I have never been with another man or desired that. I enjoyed relationships with the women in my life, but deep down I always wished that I was one. Maybe that was my connection. A concept evolved of what happens mentally, chemically, or whatever it was, when I had the desire to dress. It goes like this: Having been brought up a male, my head was full of the concepts and life associated with that. Dressing engaged those thoughts and emotions and there lies the key. Because the act is so powerfully driven by feelings and emotions, I considered that a kind of short circuit occurred between the two sides, male/female. The result – conflict. Hence the feelings of guilt, self-disgust, etc. I am not sure how much that it helped to have this concept in my mind, but once you can admit to any issue, you are on the way to resolving it in my opinion. I did find a way to not only love myself but accept who and what I am and have been all this time. That single one thing was an aspect that eluded me until very late in life. It was a very emotional and powerful day that I realized that I had never really loved myself. That was the first day of my new life and one I shall never forget.
In the earlier years between my 20s and 50s, I would often feel unhappy with myself for doing what I did. Why? I was married and enjoyed a good sex life. I had a good quality of life in general and struggled to understand what drove me to do such a thing. A feeling that I know now is that many find themselves in this situation and as a result may purge their loved and cherished items, again and again, only to buy more at a later date. How very sad a process that is.
The one thing that dominated my decision to live as a woman was the real desire to be a woman, and be externally the same as the person I have been internally for all of my life. Any association with sex was never a part of this choice and after some time taking estrogen, I am happy to report that all male desires have ceased. It’s over six years since I had an intimate relationship. All that remains now is a small body part as a reminder of my birth gender. Later this year I expect to begin the process of correcting that. Maybe then I will stop questioning myself? I know that I will never be a woman in the eyes of some, but in my eyes I am, and I am already the happiest I have been during my life.

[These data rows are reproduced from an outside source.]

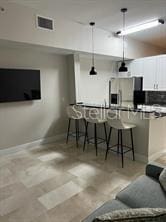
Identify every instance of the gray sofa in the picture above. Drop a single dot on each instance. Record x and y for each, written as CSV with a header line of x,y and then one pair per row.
x,y
145,191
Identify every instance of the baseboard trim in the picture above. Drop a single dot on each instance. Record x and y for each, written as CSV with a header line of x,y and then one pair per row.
x,y
30,145
155,156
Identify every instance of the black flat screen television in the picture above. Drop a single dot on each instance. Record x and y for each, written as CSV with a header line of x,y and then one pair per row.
x,y
19,85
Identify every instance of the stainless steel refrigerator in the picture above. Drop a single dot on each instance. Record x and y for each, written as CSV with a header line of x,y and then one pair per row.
x,y
121,91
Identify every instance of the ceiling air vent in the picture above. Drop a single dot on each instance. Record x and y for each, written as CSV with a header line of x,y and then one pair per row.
x,y
45,23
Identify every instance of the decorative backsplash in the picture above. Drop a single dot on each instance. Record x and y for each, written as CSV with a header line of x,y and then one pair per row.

I will end this with an observation that I made recently while working as a chef for the summer season and my first season of work as a woman. An observation that shows me that I still have much to learn in my new life. In conversations with the restaurant owner, I realized that to get recognition, being good was not enough to gain you that as a woman. You need to be excellent at what you do. I can deal with that, but I feel that I have only scratched the surface on the subtleties of life as a woman. That statement may well be seriously flawed in the use of the word ‘subtleties’ but going forward I am certain that I will find out one way or another.